Norovirus is not an issue on the Travers-Sabine Circuit. The outbreak of December 2016 was cleared in January 2017.
The Department of Conservation and Nelson Marlborough Health have confirmed that the norovirus outbreak on the Travers-Sabine Circuit in Nelson Lakes National Park appears to be over and people can now use the track again.
Nelson Lakes Operations Manager John Wotherspoon says the gastro bug infection that broke out around Christmas on the circuit has been contained with no further reported cases since 8 January.
“I’m pleased to welcome people back to the Travers-Sabine Circuit.”
DOC on 4 January advised people to stay away from the Travers-Sabine Circuit for a week at least to try to limit the outbreak. A sample taken from a tramper has confirmed the bug affecting people on the circuit was norovirus.
“We’ve had the odd isolated case of people with stomach bugs on some other tracks at the top of the South Island but it’s only been a few people affected and there have been no other confirmed cases of norovirus at any other DOC sites, said John Wotherspoon.
“This is thanks to people heeding the hygiene messages we posted at huts and campsites along with extra cleaning measures we put in to prevent the gastro bug spreading.
“It’s also not uncommon to have instances of people getting a stomach bug while camping or tramping which can be due to various causes.”
Dr Andrew Lindsay, Medical Officer of Health with the Nelson Marlborough Health Public Health Service, says he is reasonably confident the outbreak has ended, given that no new cases have been reported on the Travers-Sabine track since 8 January.
“Nevertheless it is a timely reminder just how rapidly a contagious bug like norovirus can spread with communal living and large numbers of people sharing facilities.
“DOC has done a good job in containing the spread however trampers using the national parks should remain vigilant and continue to practise good hygiene,” says Dr Lindsay.
DOC is continuing to monitor reports of people being unwell and will take appropriate measures as needed.
People are asked to report any cases of vomiting and diarrhoea while in conservation areas to the DOC hotline 0800 DOC HOT (0800 362 468).
Anyone who has had suspected norovirus symptoms is asked to stay out of national parks and the backcountry for at least 48 hours.
With norovirus people can be infectious for up to 48 hours after symptoms cease.
Nelson Marlborough Health has issued the following preventative guidelines.
- If someone in your group has just had norovirus the incubation period until others in the family or group may get sick is usually 12 to 48 hours.
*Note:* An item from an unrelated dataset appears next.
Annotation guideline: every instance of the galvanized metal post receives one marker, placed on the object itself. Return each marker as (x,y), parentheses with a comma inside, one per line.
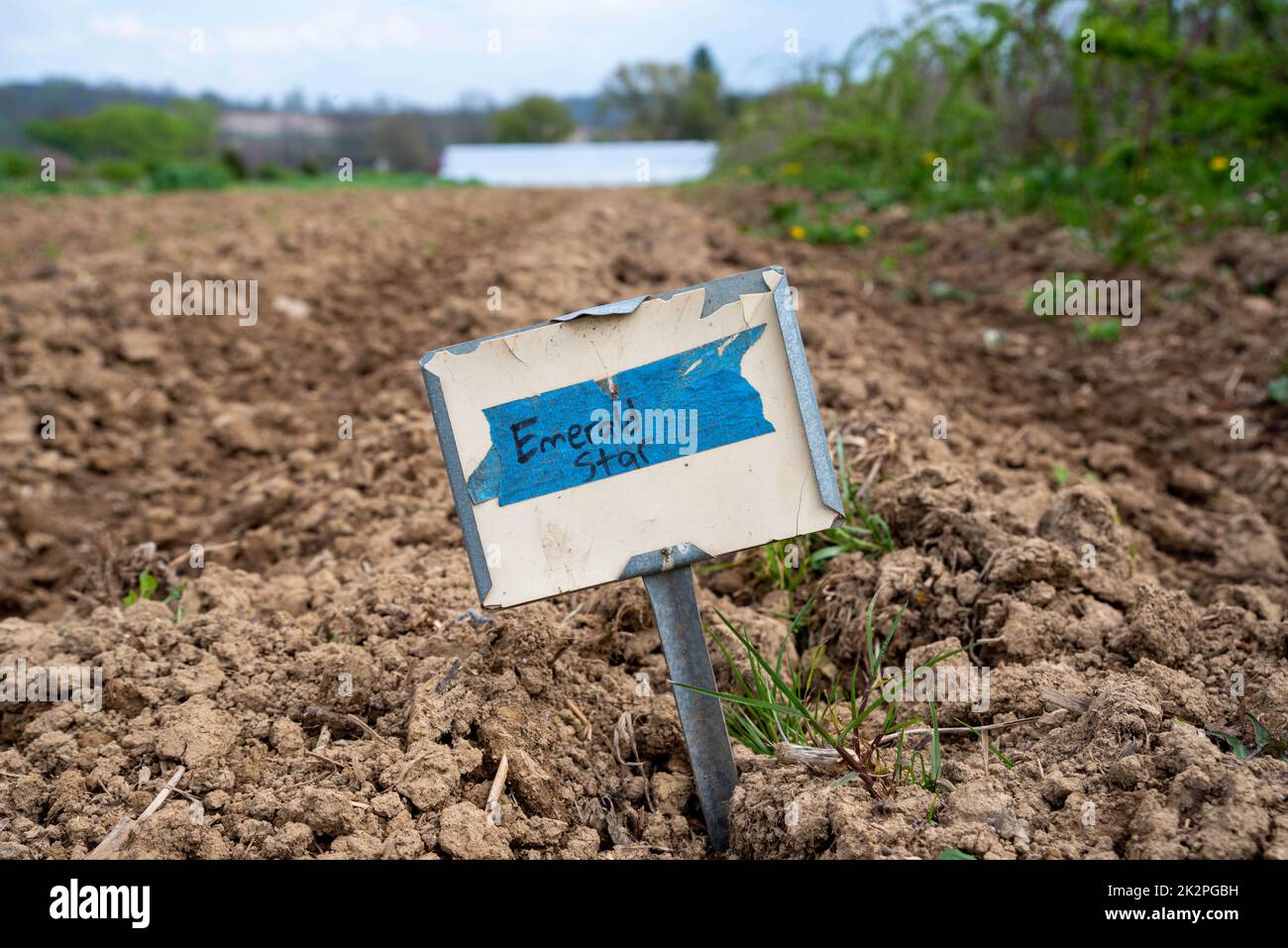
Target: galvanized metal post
(700,716)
People should take this into consideration when planning their holiday.”
- People who are otherwise well, and who intend to enter the park should follow these preventative guidelines:
- Wash hands thoroughly after using the toilet, before preparing food and before eating
- Wash and dry your hands well using soap and water and, ideally, follow this with hand sanitiser
- Prepare for the worst: pack paper towels, soap and hand sanitiser. Consider packing a small bottle of bleach.
People who fall ill while they are tramping or camping should:
- Isolate themselves as much as possible and consider going home to recover. You can be infectious for up to two days after symptoms cease.
- Avoid preparing food for others
- Avoid vomiting in sinks or shared basins/surfaces. The toilet is the best place.
- Report illness to campground or DOC staff
- Clean up vomit or excretia using gloves (if available), detergent and hot water followed by bleach (household bleach diluted 1part bleach to 10 parts water).